Modification of Salicylates Effect on Dementia by Copying Pentagons–Writing Scores.
| Nonsalicylates Users | Salicylates Users | ORs for Salicylates Use Within Copy–Writing Strata | |||
|---|---|---|---|---|---|
| N With/Without Dementia | OR (95% CI) | N With/Without Dementia | OR (95% CI) | ||
| Copy–writing score ≥13 | 138/3096 | 1 | 38/569 | 1.500 (1.005-2.238); P = .047 | 1.500 (1.005-2.238); P = .047 |
| Copy–writing score <13 | 51/350 | 2.382 (1.614-3.516); P < .001 | 4/81 | 0.603 (0.182-1.997); P = .408 | 0.250 (0.073-0.860); P = .028 |
Abbreviations: CI, confidence interval; OR, odds ratio; RERI, relative excess risk due to interaction.
Measure of effect modification on additive scale: RERI: −2.279 (−3.624 to −0.934); P = .001. Measure of effect modification on multiplicative scale: −3.779 (−9.638 to 2.079); P = .206. ORs are adjusted by age, sex, education, smoking, and physical exercise.
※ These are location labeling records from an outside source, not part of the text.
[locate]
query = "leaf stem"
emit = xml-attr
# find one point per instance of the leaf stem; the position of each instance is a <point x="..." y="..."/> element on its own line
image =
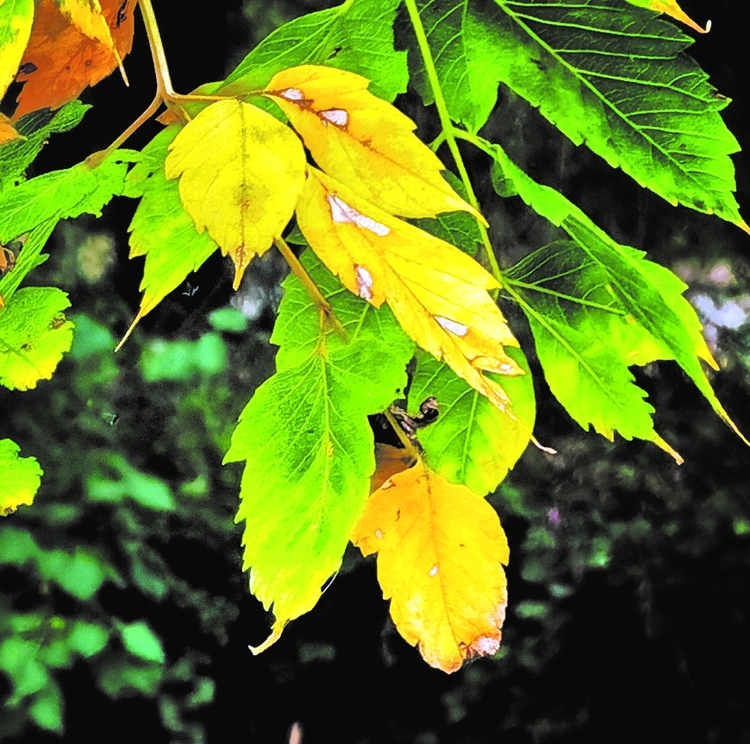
<point x="312" y="289"/>
<point x="449" y="131"/>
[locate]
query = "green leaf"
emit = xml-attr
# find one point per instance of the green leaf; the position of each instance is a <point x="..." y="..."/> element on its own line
<point x="307" y="443"/>
<point x="35" y="128"/>
<point x="641" y="292"/>
<point x="16" y="17"/>
<point x="472" y="442"/>
<point x="465" y="45"/>
<point x="21" y="477"/>
<point x="34" y="335"/>
<point x="62" y="194"/>
<point x="614" y="77"/>
<point x="161" y="229"/>
<point x="356" y="36"/>
<point x="142" y="642"/>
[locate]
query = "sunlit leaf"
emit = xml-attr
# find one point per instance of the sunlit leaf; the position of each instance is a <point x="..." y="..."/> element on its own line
<point x="161" y="229"/>
<point x="16" y="17"/>
<point x="21" y="477"/>
<point x="472" y="441"/>
<point x="642" y="293"/>
<point x="671" y="8"/>
<point x="61" y="60"/>
<point x="241" y="172"/>
<point x="441" y="551"/>
<point x="363" y="141"/>
<point x="355" y="36"/>
<point x="307" y="443"/>
<point x="34" y="335"/>
<point x="437" y="293"/>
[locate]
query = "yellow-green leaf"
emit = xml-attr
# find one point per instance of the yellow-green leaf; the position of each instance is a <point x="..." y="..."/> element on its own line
<point x="364" y="142"/>
<point x="437" y="292"/>
<point x="441" y="551"/>
<point x="241" y="172"/>
<point x="21" y="477"/>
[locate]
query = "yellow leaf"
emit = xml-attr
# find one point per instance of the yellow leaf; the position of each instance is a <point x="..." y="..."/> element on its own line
<point x="437" y="292"/>
<point x="440" y="553"/>
<point x="364" y="142"/>
<point x="241" y="172"/>
<point x="671" y="8"/>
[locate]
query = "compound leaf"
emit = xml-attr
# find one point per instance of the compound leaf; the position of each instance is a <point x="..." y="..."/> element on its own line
<point x="308" y="447"/>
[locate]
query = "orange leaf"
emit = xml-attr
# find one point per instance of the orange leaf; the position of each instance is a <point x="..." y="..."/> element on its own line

Among participants who had copying pentagons–writing scores less than 13, the incidence of dementia was 4.7% among salicylates users and 12.7% among nonusers (Figure 2). In a logistic regression, this association was shown in an odds ratio of 0.34 (95% CI: 0.12-0.97; P = .04). Adjustment by age, sex, education, smoking, and physical exercise resulted in an odds ratio of 0.25 (95% CI: 0.073-0.86 P = .028).
Figure 2.
Salicylates use is associated with lower dementia incidence among participants with low copying pentagon–writing score.
Discussion
Our study shows that salicylates use may be associated with lower dementia incidence among older participants who have low scores in a simple neuropsychological test and are 2 to 3 times more prone to develop dementia compared with normal cognition participants.
Among the published longitudinal studies, there is controversy about association of aspirin use with dementia incidence. Three published articles have investigated the role of aspirin in the prevention of dementia, AD, and VaD among participants who were participating in the CSHA. Hebert et al reported a higher incidence of VaD among participants who had used aspirin. 16 They followed participants from CSHA-1 to CSHA-2 and excluded CSHA-2–mixed participants with AD + VaD dementia from their analysis. They did not do any analysis about incident all-cause dementia. Lindsay et al showed that no association existed between CSHA-1 salicylates use and CSHA-2 AD incidence. 17 Like the other article, they did not do any analysis about all-cause dementia incidence. Cote et al reported inconsistent association between salicylates use and all-cause dementia incidence. 18 Salicylates were associated with lower incident dementia when participants with CIND were included in addition to normal cognition participants. Similarly, we did not find any association between salicylates use and incident dementia among normal cognition participants, but we found salicylates use to be associated with lower dementia incidence among a subgroup of normal cognition participants who had low scores in 2 neuropsychological tests. These tests, which were affected specifically among participants with VaD rather than AD ones, may be reflective of vascular brain pathologies.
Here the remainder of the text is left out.